Wie bei jedem handelbaren Vermögenswert unterliegen die Anleihekurse Angebot und Nachfrage in den betreffenden Märkten. Das bedeutet, dass Anleger einen Gewinn erzielen können, wenn der Wert der Anleihe steigt, oder einen Verlust erleiden, wenn eine Anleihe, die sie verkaufen, an Wert verloren hat.

Was sind derzeit die besten Anleihen?

Die "besten" Anleihen hängen von Ihren Zielen ab (Sicherheit vs. Rendite), aber derzeit sind Anleihen von großen, stabilen Unternehmen wie E.ON (hohe Laufzeit), Staatsanleihen (z.B. Bundesrepublik Deutschland, EU) für Sicherheit sowie Anleihen mit höheren Renditen von Unternehmen mit speziellem Fokus (z.B. Deutsche Rohstoff AG, FCR Immobilien AG) beliebt, wobei Emerging Markets und spezielle Anleihen-ETFs wie die auf Singapur oder inflationsgeschützte US-TIPS ebenfalls Top-Performer bei ETFs sind. 
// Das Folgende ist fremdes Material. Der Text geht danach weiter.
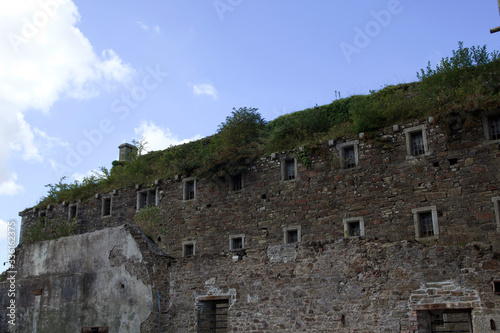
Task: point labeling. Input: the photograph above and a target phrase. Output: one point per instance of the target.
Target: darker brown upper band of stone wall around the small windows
(457, 175)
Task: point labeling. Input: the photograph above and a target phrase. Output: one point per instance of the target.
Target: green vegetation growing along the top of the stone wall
(458, 89)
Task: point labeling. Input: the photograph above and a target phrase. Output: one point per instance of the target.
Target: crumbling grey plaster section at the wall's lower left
(102, 271)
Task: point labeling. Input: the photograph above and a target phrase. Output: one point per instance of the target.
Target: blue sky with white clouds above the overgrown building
(80, 77)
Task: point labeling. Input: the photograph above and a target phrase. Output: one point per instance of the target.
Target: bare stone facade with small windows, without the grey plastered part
(429, 231)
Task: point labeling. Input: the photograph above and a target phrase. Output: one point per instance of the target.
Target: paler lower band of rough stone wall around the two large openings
(347, 285)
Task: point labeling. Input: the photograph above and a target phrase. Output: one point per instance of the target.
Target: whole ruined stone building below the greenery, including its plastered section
(396, 234)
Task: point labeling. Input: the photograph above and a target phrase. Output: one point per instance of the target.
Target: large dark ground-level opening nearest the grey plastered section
(212, 316)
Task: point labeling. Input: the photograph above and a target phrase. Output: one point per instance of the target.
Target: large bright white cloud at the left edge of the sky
(44, 58)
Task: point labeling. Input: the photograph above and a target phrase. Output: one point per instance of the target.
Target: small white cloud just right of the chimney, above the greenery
(159, 138)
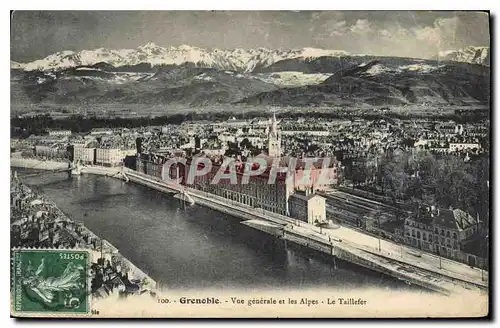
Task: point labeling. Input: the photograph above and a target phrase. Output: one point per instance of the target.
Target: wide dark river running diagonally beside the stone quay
(195, 247)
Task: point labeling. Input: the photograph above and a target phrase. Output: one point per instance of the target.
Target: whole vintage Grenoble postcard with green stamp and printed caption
(250, 164)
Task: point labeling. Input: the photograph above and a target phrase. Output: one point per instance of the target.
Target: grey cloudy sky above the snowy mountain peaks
(420, 34)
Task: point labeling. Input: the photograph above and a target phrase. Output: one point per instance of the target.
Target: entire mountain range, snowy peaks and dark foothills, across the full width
(185, 75)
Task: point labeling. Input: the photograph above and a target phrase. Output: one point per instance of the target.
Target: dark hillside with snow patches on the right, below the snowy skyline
(383, 82)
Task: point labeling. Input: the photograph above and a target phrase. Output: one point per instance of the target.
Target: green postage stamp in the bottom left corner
(46, 281)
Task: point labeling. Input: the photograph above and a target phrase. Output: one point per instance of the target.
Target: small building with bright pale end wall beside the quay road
(307, 207)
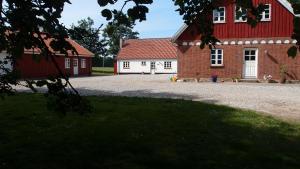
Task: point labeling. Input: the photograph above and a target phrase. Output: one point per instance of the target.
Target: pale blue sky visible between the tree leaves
(162, 20)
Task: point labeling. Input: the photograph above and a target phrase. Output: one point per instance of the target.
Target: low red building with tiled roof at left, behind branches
(74, 65)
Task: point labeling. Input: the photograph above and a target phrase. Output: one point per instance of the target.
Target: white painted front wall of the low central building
(137, 67)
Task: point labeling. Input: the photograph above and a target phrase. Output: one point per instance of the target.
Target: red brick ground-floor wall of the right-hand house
(194, 62)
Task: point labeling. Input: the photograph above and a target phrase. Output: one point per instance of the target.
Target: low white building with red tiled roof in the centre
(148, 56)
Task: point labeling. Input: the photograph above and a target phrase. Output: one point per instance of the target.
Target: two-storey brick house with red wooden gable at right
(244, 52)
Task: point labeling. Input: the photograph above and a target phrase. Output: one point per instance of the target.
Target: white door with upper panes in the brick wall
(250, 63)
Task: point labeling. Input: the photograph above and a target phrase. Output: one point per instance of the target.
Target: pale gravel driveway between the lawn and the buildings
(275, 99)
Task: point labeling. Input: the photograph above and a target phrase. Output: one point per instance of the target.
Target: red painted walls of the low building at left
(29, 68)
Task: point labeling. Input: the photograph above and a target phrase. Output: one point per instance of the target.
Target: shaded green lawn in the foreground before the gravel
(136, 133)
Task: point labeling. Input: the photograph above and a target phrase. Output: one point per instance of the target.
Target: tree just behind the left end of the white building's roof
(114, 32)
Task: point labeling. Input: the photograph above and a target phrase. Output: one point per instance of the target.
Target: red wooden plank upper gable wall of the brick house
(281, 25)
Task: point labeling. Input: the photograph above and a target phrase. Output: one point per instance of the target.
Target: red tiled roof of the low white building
(160, 48)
Bei welcher Summe prüft das Finanzamt das Konto?

Seit August 2021 sind Sie jedes Mal zu einem Nachweis verpflichtet, wenn die Einzahlung mindestens 10.000,00 EUR beträgt. Die Bundesanstalt für Finanzdienstleistungsaufsicht (BaFin) verlangt einen Herkunftsnachweis für solche Transaktionen, sei es an der Kasse, bei Geldwechselgeschäften oder am Geldautomaten.

Was passiert, wenn man Zinserträge nicht angibt?

Die fehlende oder falsche Angabe von Einkünften aus Auslandskonten kann schnell zu einem strafrechtlichen Vorwurf der Steuerhinterziehung führen. Zudem können ausländische Finanzinstitute verpflichtet sein, steuerliche Daten an das deutsche Finanzamt zu melden.

Wann muss ich Zinsen in der Steuererklärung angeben?

Das bedeutet: Sie können insgesamt bis zu 1.000 Euro aus Zinsen, Dividenden und anderen Renditen von Geldanlageprodukten steuerfrei erhalten. Diese Werte sind für die Steuererklärung relevant. 2022 lag der Freibetrag noch bei 801 Euro pro Jahr beziehungsweise für Verheiratete oder Verpartnerte bei 1.602 Euro pro Jahr.